Bereits seit 2004 stärkt unsere modifizierte Reisekostenrichtlinie die Schiene gegenüber dem Luftweg. Als Anreiz, im täglichen Berufsverkehr Bus und Bahn zu nutzen, können die Mitarbeiterinnen und Mitarbeiter am Hauptsitz Düsseldorf ein verbilligtes Jobticket nutzen. Mitarbeiterinnen und Mitarbeiter an anderen WestLB Standorten erhalten entsprechende Zuschüsse. Für unsere Mitarbeiter haben wir zudem 2010 eine betriebsinterne Mitfahrzentrale über das Intranet eingerichtet.

Ressourcen- und Abfallmanagement

2010 verbrauchte die WestLB AG Deutschland 166,7 Tonnen Papier, das sind pro Mitarbeiter durchschnittlich 45,7 Kilogramm und damit eine deutliche Reduktion gegenüber dem Vorjahr (2009: 56,1 Kilogramm). Die Recyclingpapierquote konnten wir 2010 erhöhen – sie stieg von 43,7 Prozent auf 52,2 Prozent. Bis Ende 2012 wollen wir diesen Anteil auf 75 Prozent steigern.

Im Rahmen unseres neuen Abfallmanagements erfassen wir sämtliche Abfallarten und deren Mengen und setzen verstärkt Maßnahmen zur Abfallvermeidung um. Das Gesamtabfallaufkommen in Deutschland stabilisierte sich 2010 mit 1.938 Tonnen auf dem Niveau des Vorjahres (2009: 1.938 Tonnen). Ein Grund dafür ist die Aufgabe einiger angemieteter Gebäude im Berichtszeitraum, die zu einer kurzfristigen Erhöhung der Abfallmengen führte. Grundsätzlich müssen aber weitere Anstrengungen unternommen werden, um die verbesserte Trennung der Abfallfraktionen auch zur Reduktion der Gesamtabfallmengen zu nutzen.

 

Nachhaltige Betriebsrestaurants

Seit ihrer Bio-Zertifizierung im Jahr 2003 trägt die Düsseldorfer Kantine den Hinweis „Mahlzeiten aus ökologischer Agrarwirtschaft“. Mit der Erhöhung des Anteils von Nahrungsmitteln aus ökologischem Anbau leisten wir auch einen Beitrag zum Klimaschutz: Pro Hektar landwirtschaftlicher Fläche produziert der ökologische Landbau rund 60 Prozent weniger CO2 als der konventionelle.

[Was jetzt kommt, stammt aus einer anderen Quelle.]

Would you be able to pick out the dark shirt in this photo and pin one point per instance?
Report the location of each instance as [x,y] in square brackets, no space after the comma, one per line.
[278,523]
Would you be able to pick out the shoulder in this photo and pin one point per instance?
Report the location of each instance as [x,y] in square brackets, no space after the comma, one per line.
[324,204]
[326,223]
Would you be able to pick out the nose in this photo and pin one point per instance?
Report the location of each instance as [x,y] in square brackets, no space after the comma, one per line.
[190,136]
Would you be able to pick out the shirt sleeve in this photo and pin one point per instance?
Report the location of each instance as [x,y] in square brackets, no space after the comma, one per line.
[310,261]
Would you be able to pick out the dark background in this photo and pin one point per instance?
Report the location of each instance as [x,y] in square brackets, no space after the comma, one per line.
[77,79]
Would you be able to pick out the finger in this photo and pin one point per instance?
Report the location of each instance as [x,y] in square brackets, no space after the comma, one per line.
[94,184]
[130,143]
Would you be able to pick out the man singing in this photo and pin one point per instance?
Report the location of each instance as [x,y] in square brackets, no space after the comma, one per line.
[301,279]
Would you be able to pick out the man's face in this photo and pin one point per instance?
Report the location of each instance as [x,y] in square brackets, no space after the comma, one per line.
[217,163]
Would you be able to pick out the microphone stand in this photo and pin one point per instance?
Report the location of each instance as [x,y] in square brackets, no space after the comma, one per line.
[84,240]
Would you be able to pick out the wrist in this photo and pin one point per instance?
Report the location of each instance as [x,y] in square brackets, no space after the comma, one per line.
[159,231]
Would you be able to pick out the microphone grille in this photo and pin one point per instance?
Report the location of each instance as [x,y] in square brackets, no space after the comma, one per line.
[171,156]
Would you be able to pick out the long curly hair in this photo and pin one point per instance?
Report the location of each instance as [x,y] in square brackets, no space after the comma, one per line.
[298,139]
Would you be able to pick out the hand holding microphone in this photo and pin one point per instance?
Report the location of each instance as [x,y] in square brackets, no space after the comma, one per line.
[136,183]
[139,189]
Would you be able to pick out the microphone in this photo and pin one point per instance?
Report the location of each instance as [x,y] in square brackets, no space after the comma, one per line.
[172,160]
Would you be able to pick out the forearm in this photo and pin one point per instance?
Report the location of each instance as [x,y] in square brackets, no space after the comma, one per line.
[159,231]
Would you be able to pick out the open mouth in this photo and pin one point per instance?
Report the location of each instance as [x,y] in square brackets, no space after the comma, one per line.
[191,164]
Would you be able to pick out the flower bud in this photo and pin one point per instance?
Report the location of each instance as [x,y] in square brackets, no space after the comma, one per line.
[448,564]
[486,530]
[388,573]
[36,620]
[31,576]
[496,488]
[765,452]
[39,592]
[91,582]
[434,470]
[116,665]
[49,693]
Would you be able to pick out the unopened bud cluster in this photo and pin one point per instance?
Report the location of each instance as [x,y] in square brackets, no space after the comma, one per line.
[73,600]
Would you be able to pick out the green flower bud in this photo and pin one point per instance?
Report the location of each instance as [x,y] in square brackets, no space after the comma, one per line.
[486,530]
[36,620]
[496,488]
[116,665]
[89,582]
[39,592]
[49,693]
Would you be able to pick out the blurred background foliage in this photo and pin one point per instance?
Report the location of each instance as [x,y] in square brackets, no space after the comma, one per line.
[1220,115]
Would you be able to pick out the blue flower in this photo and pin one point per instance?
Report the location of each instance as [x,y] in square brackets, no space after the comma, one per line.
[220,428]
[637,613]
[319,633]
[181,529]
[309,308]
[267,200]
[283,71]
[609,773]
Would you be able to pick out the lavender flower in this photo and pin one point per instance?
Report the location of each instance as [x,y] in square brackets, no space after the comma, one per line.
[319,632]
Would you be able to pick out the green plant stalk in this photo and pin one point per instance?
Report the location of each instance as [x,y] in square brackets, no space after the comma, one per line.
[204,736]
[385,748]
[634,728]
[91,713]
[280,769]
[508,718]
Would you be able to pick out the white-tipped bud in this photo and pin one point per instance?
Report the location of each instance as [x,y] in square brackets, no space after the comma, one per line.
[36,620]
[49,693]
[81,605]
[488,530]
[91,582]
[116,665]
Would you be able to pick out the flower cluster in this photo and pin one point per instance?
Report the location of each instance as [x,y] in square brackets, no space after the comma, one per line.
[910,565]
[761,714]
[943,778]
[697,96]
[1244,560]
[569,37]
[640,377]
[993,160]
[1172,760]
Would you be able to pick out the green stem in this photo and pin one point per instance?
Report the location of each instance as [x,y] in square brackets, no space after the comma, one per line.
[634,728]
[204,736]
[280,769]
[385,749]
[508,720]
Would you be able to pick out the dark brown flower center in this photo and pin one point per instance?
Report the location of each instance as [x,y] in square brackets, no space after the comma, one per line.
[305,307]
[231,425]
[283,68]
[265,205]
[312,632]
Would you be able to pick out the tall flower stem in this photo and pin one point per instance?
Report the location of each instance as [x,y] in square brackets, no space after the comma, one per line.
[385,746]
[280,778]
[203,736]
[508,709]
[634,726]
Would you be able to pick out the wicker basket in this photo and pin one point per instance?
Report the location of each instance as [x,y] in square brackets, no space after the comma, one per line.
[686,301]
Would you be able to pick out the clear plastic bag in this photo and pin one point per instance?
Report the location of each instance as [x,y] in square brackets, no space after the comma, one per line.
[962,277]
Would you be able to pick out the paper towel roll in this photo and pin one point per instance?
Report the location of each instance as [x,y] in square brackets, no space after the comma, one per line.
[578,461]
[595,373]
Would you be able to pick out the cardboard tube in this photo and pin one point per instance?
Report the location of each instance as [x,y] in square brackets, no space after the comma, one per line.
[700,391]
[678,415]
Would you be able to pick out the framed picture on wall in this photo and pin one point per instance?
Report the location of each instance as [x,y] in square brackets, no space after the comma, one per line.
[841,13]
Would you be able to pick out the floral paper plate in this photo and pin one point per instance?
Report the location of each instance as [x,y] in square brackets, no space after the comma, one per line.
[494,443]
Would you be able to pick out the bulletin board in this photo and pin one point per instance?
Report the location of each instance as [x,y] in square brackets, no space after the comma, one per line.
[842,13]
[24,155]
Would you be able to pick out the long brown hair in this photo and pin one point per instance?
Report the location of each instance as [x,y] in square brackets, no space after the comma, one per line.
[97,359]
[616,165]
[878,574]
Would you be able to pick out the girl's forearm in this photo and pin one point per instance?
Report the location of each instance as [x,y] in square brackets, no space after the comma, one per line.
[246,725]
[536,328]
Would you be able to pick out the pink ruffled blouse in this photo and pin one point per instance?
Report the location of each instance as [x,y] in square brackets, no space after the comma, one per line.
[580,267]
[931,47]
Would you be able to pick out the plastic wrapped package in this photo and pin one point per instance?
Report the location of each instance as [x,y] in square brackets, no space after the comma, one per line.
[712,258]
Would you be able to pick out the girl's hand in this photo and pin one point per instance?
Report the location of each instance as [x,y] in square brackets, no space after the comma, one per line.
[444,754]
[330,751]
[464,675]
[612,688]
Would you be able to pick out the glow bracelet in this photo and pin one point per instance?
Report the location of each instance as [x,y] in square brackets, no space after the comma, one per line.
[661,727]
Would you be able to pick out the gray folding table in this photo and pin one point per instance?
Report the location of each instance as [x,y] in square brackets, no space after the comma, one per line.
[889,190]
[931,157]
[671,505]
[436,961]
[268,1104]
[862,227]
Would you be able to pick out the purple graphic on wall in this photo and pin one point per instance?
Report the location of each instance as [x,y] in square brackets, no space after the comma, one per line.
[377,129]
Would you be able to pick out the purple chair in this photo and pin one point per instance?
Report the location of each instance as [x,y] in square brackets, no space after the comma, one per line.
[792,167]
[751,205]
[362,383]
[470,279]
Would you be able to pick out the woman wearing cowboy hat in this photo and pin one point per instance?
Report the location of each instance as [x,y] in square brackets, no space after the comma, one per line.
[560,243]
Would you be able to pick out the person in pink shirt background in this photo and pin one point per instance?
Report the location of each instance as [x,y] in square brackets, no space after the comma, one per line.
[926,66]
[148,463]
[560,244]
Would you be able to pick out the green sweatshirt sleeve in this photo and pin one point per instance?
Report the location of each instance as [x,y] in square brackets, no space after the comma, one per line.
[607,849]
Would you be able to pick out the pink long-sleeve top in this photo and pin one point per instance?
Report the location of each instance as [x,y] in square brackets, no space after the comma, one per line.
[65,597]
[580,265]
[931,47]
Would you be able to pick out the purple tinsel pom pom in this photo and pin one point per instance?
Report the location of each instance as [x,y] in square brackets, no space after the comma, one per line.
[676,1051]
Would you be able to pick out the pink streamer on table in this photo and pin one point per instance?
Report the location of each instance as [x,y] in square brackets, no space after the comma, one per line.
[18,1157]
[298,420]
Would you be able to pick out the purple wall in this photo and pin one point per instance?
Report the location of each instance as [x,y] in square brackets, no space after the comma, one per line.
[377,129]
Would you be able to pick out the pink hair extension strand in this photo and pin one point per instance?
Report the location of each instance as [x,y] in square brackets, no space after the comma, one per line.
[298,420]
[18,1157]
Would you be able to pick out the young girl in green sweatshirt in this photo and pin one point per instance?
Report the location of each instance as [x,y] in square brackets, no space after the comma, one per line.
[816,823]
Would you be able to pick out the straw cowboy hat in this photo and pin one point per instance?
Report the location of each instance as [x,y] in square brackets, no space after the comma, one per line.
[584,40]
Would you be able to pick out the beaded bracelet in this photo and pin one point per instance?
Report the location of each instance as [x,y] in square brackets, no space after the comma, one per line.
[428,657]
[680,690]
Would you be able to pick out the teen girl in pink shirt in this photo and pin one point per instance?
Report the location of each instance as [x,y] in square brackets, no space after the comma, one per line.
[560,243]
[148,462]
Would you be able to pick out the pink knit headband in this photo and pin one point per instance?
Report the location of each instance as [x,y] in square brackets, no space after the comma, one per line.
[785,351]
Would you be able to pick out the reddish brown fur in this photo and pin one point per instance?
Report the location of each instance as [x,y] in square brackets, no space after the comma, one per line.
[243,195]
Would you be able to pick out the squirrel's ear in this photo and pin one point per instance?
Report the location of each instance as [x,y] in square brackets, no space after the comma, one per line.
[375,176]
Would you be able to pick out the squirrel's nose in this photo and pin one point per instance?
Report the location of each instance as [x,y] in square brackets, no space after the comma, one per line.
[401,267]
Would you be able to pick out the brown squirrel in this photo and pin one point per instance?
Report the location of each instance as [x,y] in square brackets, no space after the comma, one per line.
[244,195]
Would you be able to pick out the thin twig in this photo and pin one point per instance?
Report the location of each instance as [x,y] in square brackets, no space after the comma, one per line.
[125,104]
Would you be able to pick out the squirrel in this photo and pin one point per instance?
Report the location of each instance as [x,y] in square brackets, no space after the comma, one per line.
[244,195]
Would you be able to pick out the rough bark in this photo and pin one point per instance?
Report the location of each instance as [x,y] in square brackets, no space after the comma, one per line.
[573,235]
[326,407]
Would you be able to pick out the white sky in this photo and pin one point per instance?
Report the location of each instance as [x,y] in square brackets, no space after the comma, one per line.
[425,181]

Die Wirtschaftsdienste der WestLB setzen sich darüber hinaus sehr für die regionale Wirtschaft ein: Ein großer Teil der Waren stammt von Produzenten aus der Umgebung.

Biologische Station - Schloss Krickenbeck

Im Jahr 1988 übernahm die WestLB AG das verfallene niederrheinische Schloss Krickenbeck mit angrenzenden 95 Hektar Forsten, um sie in das Naturschutzgebiet Krickenbecker Seen einzugliedern, und richtete dort eine „Biologische Station“ ein. Nach der aufwändigen Restaurierung wurde aus Schloss Krickenbeck ein hochwertiges Tagungshotel mit einem erstklassigen Event-, Kongress- und Beratungsangebot sowie Bildungsprogramm.